Once we’re comfortable living on the moon, we can raise our sights and try it out on Mars, and Beyond! Of course, the flights to the Moon planned for 2018 will be similar to Apollo … where we just go, do some science for a few days and then return. It will take a while longer to get into a position to actually set up a long term Moon base. I imagine it will take 2 or 3 times as long to build a Moon base as it is currently taking us to build our Space Station. And that’s been going on for quite some time now.

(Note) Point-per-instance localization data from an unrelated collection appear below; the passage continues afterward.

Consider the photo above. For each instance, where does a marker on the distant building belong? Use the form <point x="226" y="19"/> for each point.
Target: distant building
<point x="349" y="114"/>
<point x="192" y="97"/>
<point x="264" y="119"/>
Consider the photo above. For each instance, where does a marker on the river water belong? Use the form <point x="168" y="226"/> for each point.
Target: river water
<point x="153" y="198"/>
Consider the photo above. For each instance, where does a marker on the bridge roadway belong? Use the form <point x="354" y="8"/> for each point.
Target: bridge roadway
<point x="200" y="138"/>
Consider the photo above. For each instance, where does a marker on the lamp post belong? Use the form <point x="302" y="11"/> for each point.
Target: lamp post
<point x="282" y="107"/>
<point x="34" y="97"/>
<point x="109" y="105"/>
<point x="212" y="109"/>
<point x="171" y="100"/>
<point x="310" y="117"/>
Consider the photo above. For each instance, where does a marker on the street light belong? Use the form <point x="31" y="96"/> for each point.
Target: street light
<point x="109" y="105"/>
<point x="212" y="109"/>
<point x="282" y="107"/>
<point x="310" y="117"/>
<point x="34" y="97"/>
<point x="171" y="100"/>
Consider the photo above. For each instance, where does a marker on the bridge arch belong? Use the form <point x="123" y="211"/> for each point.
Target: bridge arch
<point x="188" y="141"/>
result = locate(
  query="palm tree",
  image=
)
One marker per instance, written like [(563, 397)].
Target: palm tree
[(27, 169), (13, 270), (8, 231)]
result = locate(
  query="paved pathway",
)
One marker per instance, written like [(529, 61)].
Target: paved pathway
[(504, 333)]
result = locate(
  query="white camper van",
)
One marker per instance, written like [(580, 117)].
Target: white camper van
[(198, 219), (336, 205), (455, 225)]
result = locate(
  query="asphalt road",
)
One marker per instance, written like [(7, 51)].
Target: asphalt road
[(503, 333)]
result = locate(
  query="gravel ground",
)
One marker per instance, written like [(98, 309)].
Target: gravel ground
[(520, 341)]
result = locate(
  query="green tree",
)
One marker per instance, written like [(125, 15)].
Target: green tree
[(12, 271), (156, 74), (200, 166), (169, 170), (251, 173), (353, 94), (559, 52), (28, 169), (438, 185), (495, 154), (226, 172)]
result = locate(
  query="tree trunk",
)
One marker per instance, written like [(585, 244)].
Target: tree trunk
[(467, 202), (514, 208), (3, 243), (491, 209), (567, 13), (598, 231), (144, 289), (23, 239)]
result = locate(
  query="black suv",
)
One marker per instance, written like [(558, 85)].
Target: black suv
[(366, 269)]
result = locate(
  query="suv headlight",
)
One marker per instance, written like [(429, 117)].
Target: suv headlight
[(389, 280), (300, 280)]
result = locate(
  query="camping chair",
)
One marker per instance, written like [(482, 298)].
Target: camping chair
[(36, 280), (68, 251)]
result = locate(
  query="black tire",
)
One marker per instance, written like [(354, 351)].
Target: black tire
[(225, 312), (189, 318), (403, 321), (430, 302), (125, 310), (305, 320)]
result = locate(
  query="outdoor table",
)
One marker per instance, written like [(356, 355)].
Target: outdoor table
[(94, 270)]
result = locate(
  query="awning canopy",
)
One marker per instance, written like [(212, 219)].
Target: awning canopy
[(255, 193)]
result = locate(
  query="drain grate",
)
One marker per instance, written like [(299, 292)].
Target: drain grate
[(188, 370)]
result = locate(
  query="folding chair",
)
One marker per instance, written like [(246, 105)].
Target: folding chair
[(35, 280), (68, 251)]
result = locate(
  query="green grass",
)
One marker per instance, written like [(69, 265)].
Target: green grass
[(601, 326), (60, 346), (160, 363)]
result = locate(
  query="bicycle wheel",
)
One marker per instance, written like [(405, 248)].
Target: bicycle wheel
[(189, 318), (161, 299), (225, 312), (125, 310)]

The publicly released NASA image above shows a relative size comparison between the Saturn V rocket used for Apollo Moon missions, the Space Shuttle used today for low Earth orbit missions, the new Ares I rocket which will be used to send humans into low Earth orbit, and the new Ares V rocket which will be used to send large cargo into low Earth orbit and beyond.

By putting the humans and the cargo on two separate launch vehicles, NASA is hoping to make it much safer for the astronauts. A vehicle required to take a small crew capsule into space is much safer than a vehicle required to take a huge and heavy payload into space. Also, the Ares I vehicle is derived from today’s Shuttle Solid Rocket Boosters, which have a good history after the post-Challenger improvements. Also a single inline vehicle is safer than the piggyback configuration that we used for Shuttle.

After both crew and cargo are launched into low Earth orbit, the crew capsule will attach itself to the cargo and use rockets attached to the cargo to make the trip to the Moon. The plan is very similar to the Apollo Moon missions after that. The crew capsule actually looks a lot like the one used in Apollo, only bigger. Most of the new vehicles are expendable and the only thing that will actually re-enter and land on Earth is the crew capsule, similarly to Apollo.

The Space Shuttle was a great Engineering feat. But it was just too fragile and the overall architecture design was too costly to maintain and also very dangerous for the crew. NASA has decided that it’s not going to trade safety for reusability in it’s new space system architecture. They’re playing it safer this time around. After losing two Shuttle Orbiters along with their astronaut crews, can you blame them?